Monks were expected to bless a garment factory  that supplies Walmart Canada today after it was hit by two mass fainting incidents last week, a manager at the company that runs it said yesterday.

Heart Enterprise (Cambodia) Ltd human resource manager Van Channa also said the factory had corrected flaws identified by an inspection team from the Ministry of Labour, including poor ventilation, after the first fainting incident last Wednesday.

Van Channa said the monks would be called in to cleanse the factory of evil spirits at the request of workers. He said there would be a break this morning for monks to hold “a recitation ceremony to expel ghosts”.

Last Wednesday, more than 50 workers fainted at the factory and another 27 fainted on Friday, workers said. They claimed that prior to collapsing they felt fatigued and short of breath.

Yi Kithana, deputy director-general of the Labour Ministry’s occupational health department, said doctors had found the workers were fainting because they were weak and had low blood sugar. Many workers who fainted also suffered from mental illness, which caused them to panic after seeing their co-workers collapse, he said.

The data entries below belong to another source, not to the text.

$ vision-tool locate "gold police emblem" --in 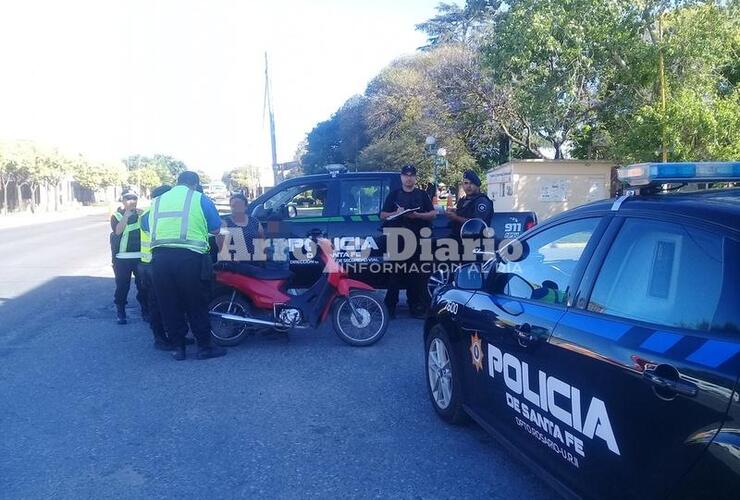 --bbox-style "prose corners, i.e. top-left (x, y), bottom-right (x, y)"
top-left (470, 332), bottom-right (483, 372)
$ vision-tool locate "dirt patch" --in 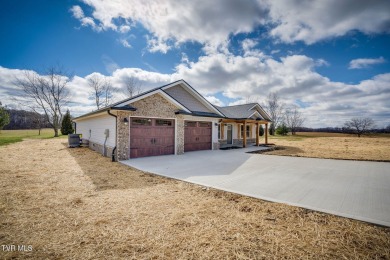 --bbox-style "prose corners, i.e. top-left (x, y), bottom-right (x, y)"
top-left (267, 134), bottom-right (390, 162)
top-left (0, 139), bottom-right (390, 259)
top-left (249, 145), bottom-right (303, 156)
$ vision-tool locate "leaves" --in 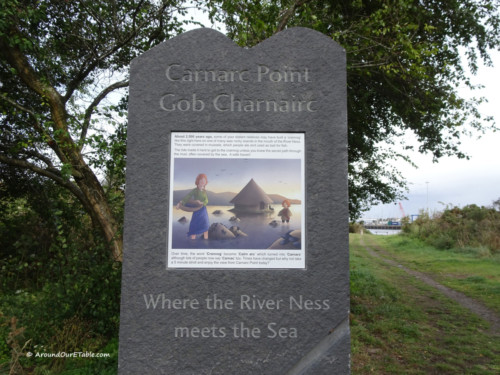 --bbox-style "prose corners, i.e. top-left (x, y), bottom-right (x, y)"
top-left (209, 0), bottom-right (500, 218)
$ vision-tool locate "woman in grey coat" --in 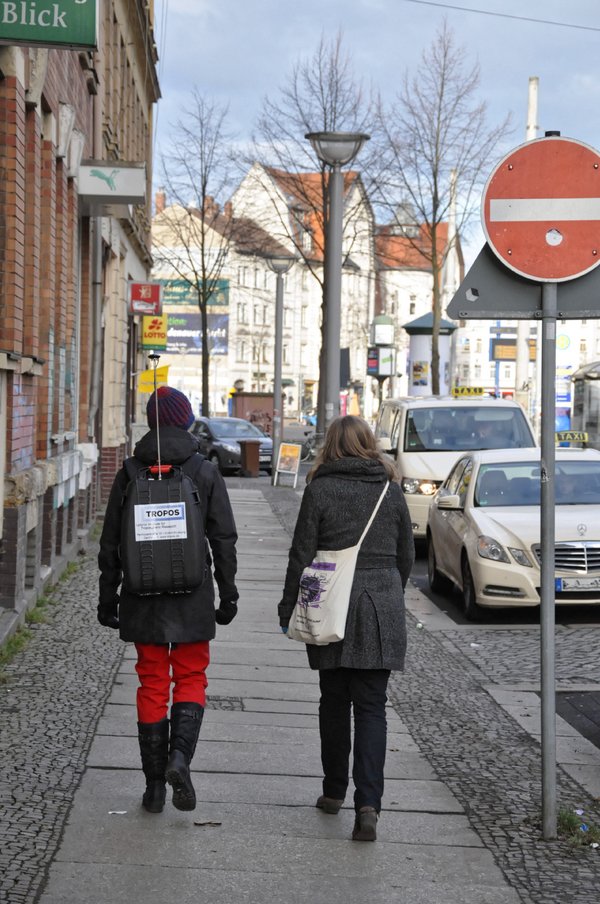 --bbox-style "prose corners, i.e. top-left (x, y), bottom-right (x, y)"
top-left (278, 415), bottom-right (415, 841)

“We have yet to send psychiatrists to help them. Many do not know that they have mental illness,” he said.

The cause of mass fainting incidents that have hit the Kingdom’s garment factories since last month have been much debated.

Employees and union representatives have pointed to long working hours, workplace environments and poor pay: garment workers earn about US 30 cents per hour for their basic schedule of 48 hours of work per week.

Ken Loo, secretary-general of the Garment Manufacturers Association in Cambodia, said yesterday that he was unaware of the latest incident at Heart Enterprise, but that poor health, fatigue and “hysteria” all contributed to mass fainting at factories.

“It’s always a combination of many factors, the least of which would be what workers claim to be fumes from the fabric,” he said.

“The main observation of medical professionals who examine these workers that have fainted is that they all have low blood sugar,” Ken Loo added.

“I would assume that’s because they either skip breakfast or [eat] something which is extremely light.”

Ken Loo added that while poor ventilation in some facilities was a factor, he was “positive” it was not the main cause behind fainting incidents.

Walmart Canada has not responded to requests for comment, but it has been informed of the incident by the International Labour Organisation which monitors the factory through its Better Factories
Cambodia program, according to an ILO spokesman.